2Step 2: Find the integrating factor
To find the integrating factor (IF), we need to integrate \(P(x)\) with respect to x:
\(IF(x) = e^{\int P(x) dx} = e^{\int \frac{1}{x \ln x} dx}\)
To compute this integral, let's use the substitution method. Let \(u = \ln x\), so \(x = e^u\), and \(dx = e^u du\):
\(IF(x) = e^{\int \frac{1}{u} e^u du}\)
Integrating with respect to u:
\(IF(x) = e^{\int \frac{e^u}{u} du}\)
Here, we can't find a closed-form expression for this integral. It's actually the definition of the Exponential Integral (Ei). So, let's represent it with Ei:
\(IF(x) = e^{Ei(u)} = e^{Ei(\ln x)}\)
3Step 3: Multiply the equation with the integrating factor
Now, let's multiply the given differential equation with the integrating factor:
\(e^{Ei(\ln x)}(y'(x) + \frac{1}{x \ln x} y(x)) = 9x^2 e^{Ei(\ln x)}\)
4Step 4: Integrate both sides of the equation
Now, the left side of the equation is an exact derivative, so integrating both sides with respect to x:
\(\int e^{Ei(\ln x)}(y'(x) + \frac{1}{x \ln x} y(x)) dx = \int 9x^2 e^{Ei(\ln x)} dx\)
The derivative of y(x) times the integrating factor is:
\(\frac{d}{dx}(y(x) e^{Ei(\ln x)})\)
Integrating both sides with respect to x, we get:
\(y(x) e^{Ei(\ln x)} = \int 9x^2 e^{Ei(\ln x)} dx + C\)
5Step 5: Solve for y(x)
To find y(x), divide the equation by \(e^{Ei(\ln x)}\):
\(y(x) = \frac{1}{e^{Ei(\ln x)}} \int 9x^2 e^{Ei(\ln x)} dx + \frac{C}{e^{Ei(\ln x)}}\)
Unfortunately, we can't find an exact closed-form expression for the integral in this case. However, we can express the solution in terms of the integral and the Exponential Integral function. So, the general solution for the given differential equation is:
\(y(x) = \frac{1}{e^{Ei(\ln x)}} \int 9x^2 e^{Ei(\ln x)} dx + \frac{C}{e^{Ei(\ln x)}}\)
This is the answer in terms of Exponential Integral function and integral representation.
Key Concepts
Integrating FactorExponential IntegralSubstitution Method
Integrating Factor
An integrating factor is a crucial tool for solving linear first-order differential equations. The idea is to multiply both sides of the differential equation by this factor, which simplifies the equation into an exact derivative. It helps us by transforming a non-exact differential equation into an exact one, making it easier to integrate.
In the context of the exercise, the integrating factor is found by using the expression:
The integrating factor helps reformulate the given differential equation into a form where the left side becomes the derivative of a product function. This methodology allows for straightforward integration and simplifies the complex original equation.

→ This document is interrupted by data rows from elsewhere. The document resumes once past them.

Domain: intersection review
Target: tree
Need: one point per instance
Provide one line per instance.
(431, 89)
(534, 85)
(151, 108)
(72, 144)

In the context of the exercise, the integrating factor is found by using the expression:
- \( IF(x) = e^{\int P(x) dx} \)
The integrating factor helps reformulate the given differential equation into a form where the left side becomes the derivative of a product function. This methodology allows for straightforward integration and simplifies the complex original equation.
Exponential Integral
The Exponential Integral, often denoted as \( Ei(x) \), is a special integral that does not have a simple closed-form expression. It comes into play whenever an integration cannot be expressed in terms of elementary functions. In this exercise's context, the appearance of the expression \( e^{Ei(\ln x)} \) arises during the integration process of the integrating factor.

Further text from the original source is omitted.